How to attack a two time pad if the plain text is randomized?

As an extension to this quesiton, or this one how would you go about attacking a re used pad if the plaintext was randomized before being encrypted?

  0 0 0 1...         Plaintext

0 1 1 1            seed(truly random number)
0 1 0 1            Key1
0 0 1 0            seed + Key1 mod 2 (=Cipher1)

0 1 1 0...         Plaintext + PRNG(seed) mod 2 (=CipherR)
1 0 1 0...         Key2(repeating 2 bit key "1 0")
1 1 0 0...         CipherR + Key2 mod 2 (=Cipher2)

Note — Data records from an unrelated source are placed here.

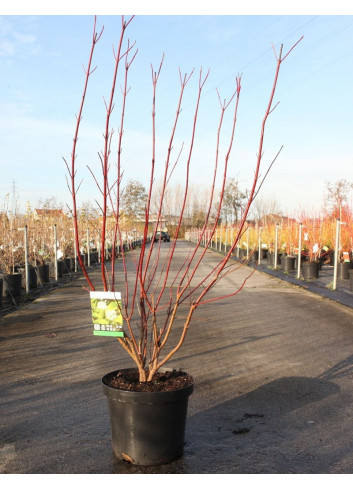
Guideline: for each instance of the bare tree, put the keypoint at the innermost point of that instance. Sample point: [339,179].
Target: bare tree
[159,288]
[337,196]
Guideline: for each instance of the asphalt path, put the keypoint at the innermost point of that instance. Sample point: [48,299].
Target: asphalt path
[273,384]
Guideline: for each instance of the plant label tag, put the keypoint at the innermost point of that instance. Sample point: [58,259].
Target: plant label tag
[106,313]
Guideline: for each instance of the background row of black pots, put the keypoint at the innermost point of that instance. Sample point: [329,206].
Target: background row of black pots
[11,284]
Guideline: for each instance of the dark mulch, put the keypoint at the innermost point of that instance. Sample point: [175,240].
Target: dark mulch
[162,381]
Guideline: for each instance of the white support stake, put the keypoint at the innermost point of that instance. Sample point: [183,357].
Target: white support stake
[334,283]
[299,250]
[55,253]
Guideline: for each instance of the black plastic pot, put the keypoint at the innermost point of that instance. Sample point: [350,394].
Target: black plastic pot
[271,259]
[32,277]
[148,428]
[343,269]
[67,265]
[254,256]
[288,263]
[351,280]
[11,285]
[43,273]
[310,269]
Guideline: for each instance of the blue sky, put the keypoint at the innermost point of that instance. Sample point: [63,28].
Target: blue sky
[41,57]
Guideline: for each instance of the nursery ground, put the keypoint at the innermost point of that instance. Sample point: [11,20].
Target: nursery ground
[273,384]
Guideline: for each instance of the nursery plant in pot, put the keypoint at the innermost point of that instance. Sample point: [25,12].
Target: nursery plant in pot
[147,298]
[11,276]
[311,266]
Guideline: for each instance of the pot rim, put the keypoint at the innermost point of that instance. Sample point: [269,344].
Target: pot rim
[144,397]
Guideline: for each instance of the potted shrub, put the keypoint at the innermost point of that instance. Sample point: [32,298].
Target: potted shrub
[139,300]
[10,258]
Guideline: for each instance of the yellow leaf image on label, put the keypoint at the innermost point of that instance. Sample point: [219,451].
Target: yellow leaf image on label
[106,313]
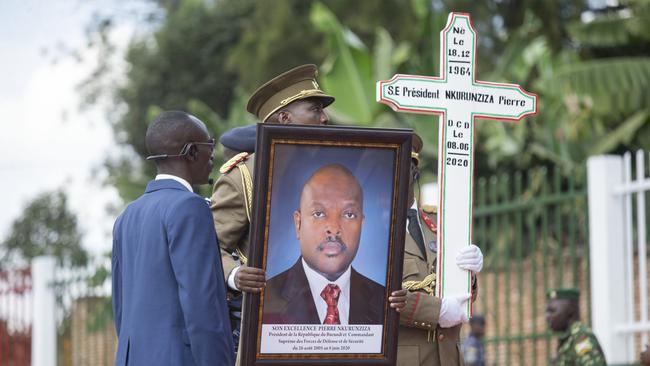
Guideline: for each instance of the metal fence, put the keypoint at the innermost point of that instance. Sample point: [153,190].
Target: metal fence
[619,231]
[86,335]
[532,228]
[15,316]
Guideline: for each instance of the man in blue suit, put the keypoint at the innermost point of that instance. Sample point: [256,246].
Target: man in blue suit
[168,287]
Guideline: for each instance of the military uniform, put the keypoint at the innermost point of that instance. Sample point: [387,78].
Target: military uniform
[231,205]
[579,347]
[231,202]
[421,340]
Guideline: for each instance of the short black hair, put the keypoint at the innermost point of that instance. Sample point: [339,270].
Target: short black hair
[168,132]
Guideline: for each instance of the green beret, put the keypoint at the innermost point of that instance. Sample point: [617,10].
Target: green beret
[295,84]
[563,293]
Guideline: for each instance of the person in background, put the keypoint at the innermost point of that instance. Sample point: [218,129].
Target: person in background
[473,347]
[577,344]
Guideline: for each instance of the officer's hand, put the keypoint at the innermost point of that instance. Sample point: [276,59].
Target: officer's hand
[250,279]
[397,300]
[451,310]
[470,258]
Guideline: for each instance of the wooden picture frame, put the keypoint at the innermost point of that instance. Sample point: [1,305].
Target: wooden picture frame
[281,326]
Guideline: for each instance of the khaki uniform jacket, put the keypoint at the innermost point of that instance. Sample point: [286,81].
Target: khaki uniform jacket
[228,207]
[421,341]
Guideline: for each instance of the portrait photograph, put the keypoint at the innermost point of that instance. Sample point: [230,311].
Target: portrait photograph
[328,242]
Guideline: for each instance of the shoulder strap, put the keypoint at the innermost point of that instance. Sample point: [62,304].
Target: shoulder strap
[230,164]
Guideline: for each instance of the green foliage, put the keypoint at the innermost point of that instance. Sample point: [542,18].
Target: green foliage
[46,227]
[207,57]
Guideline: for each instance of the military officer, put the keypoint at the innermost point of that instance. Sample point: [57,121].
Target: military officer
[293,97]
[577,344]
[238,140]
[429,332]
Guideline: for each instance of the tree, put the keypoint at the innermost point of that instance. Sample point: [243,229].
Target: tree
[46,227]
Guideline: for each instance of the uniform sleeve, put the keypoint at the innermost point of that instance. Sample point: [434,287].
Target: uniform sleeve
[116,279]
[229,216]
[201,286]
[422,309]
[588,352]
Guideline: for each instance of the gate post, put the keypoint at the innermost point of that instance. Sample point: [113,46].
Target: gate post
[44,310]
[607,260]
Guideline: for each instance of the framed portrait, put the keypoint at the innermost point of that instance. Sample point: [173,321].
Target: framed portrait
[328,228]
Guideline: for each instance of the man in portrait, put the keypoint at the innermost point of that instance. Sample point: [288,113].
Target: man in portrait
[322,287]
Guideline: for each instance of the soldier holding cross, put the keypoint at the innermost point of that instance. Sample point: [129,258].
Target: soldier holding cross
[429,331]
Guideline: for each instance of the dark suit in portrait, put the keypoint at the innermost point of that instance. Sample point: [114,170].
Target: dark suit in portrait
[288,299]
[168,286]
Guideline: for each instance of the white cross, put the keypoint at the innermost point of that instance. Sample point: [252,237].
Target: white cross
[459,99]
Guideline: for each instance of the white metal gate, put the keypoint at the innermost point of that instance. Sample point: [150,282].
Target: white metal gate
[618,230]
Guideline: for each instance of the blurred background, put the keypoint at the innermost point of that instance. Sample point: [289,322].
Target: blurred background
[81,80]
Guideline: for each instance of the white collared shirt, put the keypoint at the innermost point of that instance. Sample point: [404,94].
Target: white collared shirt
[180,180]
[317,283]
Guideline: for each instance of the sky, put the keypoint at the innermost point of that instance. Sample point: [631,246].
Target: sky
[46,142]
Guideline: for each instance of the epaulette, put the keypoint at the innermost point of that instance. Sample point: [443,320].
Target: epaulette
[428,220]
[233,162]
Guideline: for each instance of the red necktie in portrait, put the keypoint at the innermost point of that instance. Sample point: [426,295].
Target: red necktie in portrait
[331,294]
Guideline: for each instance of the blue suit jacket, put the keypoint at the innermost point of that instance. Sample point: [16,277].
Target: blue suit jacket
[168,287]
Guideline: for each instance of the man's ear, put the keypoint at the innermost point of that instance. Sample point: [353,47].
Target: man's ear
[193,153]
[284,117]
[296,223]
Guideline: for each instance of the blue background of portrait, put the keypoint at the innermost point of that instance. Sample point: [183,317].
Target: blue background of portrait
[294,164]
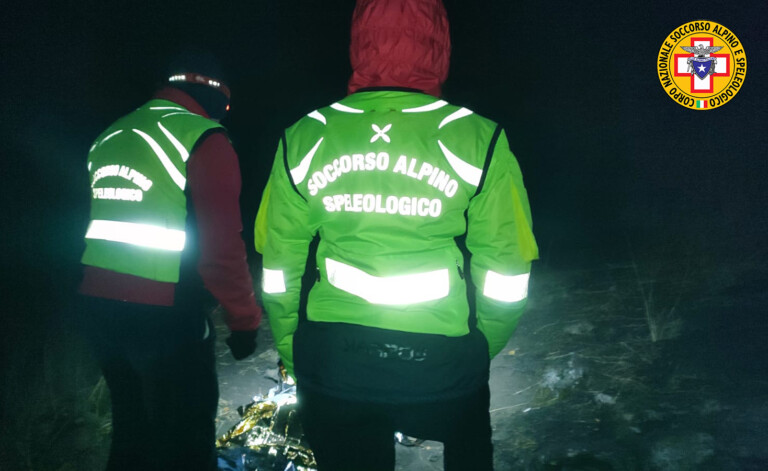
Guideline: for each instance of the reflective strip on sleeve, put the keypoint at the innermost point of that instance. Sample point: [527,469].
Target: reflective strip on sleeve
[178,145]
[144,235]
[273,281]
[462,112]
[436,105]
[345,108]
[403,289]
[318,116]
[110,136]
[468,173]
[299,173]
[174,173]
[508,289]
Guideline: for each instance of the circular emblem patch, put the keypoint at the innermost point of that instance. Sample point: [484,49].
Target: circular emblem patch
[702,65]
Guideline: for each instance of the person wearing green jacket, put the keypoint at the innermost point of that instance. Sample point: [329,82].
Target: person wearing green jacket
[424,249]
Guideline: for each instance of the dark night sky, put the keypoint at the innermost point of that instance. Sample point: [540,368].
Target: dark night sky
[605,153]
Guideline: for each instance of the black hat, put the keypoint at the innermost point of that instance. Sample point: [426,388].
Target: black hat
[200,75]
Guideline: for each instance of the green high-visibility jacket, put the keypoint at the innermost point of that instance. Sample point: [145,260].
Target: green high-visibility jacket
[138,174]
[388,180]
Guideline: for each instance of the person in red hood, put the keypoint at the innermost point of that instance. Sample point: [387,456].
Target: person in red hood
[391,179]
[163,246]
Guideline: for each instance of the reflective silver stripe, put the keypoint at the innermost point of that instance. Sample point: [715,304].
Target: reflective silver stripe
[273,281]
[462,112]
[508,289]
[110,136]
[403,289]
[299,173]
[175,112]
[174,173]
[318,116]
[430,107]
[179,147]
[143,235]
[468,173]
[345,108]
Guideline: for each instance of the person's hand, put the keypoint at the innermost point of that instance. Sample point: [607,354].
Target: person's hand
[242,343]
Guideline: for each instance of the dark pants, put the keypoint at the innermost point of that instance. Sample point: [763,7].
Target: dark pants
[161,374]
[348,435]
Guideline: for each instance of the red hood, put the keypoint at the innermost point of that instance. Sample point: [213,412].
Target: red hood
[399,43]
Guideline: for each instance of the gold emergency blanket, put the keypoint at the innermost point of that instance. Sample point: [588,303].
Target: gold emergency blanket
[269,436]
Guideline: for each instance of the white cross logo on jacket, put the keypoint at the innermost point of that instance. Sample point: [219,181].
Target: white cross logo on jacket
[381,133]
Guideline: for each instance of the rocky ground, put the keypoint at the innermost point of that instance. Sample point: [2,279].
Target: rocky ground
[617,365]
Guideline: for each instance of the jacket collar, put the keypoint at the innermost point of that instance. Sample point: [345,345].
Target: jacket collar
[180,98]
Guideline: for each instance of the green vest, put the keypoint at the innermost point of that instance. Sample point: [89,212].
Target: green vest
[386,179]
[138,174]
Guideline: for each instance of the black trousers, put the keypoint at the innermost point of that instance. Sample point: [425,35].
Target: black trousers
[161,374]
[349,435]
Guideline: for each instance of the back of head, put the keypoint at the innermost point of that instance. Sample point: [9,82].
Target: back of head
[199,74]
[399,43]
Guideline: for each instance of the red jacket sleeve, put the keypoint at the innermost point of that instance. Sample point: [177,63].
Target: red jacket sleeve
[213,176]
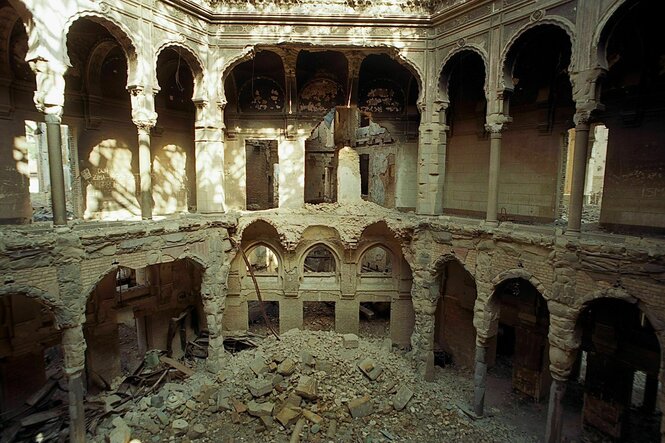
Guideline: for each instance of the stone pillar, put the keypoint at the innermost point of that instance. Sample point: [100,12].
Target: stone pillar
[290,314]
[57,176]
[347,316]
[579,172]
[650,394]
[354,60]
[494,125]
[422,339]
[480,378]
[145,118]
[49,99]
[73,347]
[145,170]
[209,147]
[555,411]
[213,296]
[563,351]
[348,176]
[432,145]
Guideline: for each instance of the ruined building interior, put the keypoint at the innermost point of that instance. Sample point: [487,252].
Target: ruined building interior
[478,186]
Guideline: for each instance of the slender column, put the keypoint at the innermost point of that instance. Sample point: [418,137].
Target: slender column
[57,176]
[563,354]
[145,171]
[49,99]
[494,125]
[209,144]
[145,118]
[480,379]
[73,346]
[555,411]
[432,146]
[354,61]
[650,394]
[579,172]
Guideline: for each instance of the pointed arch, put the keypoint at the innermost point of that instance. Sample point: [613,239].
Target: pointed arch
[445,69]
[118,30]
[192,59]
[508,58]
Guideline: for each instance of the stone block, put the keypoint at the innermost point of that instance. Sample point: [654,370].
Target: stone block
[360,407]
[351,341]
[258,366]
[307,387]
[260,409]
[286,367]
[307,358]
[402,397]
[311,416]
[260,387]
[287,415]
[370,369]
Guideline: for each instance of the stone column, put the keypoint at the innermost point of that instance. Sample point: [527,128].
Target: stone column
[422,339]
[579,172]
[145,169]
[480,377]
[564,346]
[145,118]
[289,60]
[213,295]
[494,125]
[49,99]
[555,411]
[348,176]
[432,145]
[73,347]
[354,60]
[209,143]
[57,176]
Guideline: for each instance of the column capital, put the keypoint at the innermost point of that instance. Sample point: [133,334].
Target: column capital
[143,107]
[582,117]
[496,123]
[49,97]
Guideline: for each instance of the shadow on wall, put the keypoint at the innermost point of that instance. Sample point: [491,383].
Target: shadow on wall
[169,191]
[109,182]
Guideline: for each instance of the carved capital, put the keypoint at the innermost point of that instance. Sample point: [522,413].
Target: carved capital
[582,117]
[143,107]
[585,85]
[496,123]
[49,96]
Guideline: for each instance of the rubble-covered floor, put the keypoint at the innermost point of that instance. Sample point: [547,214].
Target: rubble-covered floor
[253,398]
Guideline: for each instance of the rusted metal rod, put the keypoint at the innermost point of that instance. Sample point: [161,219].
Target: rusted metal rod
[256,287]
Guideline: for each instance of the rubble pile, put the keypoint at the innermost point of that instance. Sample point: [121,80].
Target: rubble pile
[309,386]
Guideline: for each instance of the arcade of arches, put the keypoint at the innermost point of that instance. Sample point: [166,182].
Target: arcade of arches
[487,174]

0 0 1 0 1 1 0 0... Cipher1 & Cipher2 → ciphertext


This is using a OTP cipher to transmit the seed of a PRNG, then using a Vernam cipher with a repeating key to transmit the plaintext XORed with the PRN. Increasing the message length a little, hopefully to avoid cribbing.

How do you decode the Vernam cipher after the plain text has been randomized?

If your PRNG is good and your seed unknown $C_R = pt \oplus PRNG(seed)$ is essentially already an encryption of the plaintext using a stream cipher constructed from a PRNG.
Therefore $K_2 \oplus C_R$ can be viewed as an encryption of $K_2$. This is not useful but it also doesn't help an attacker.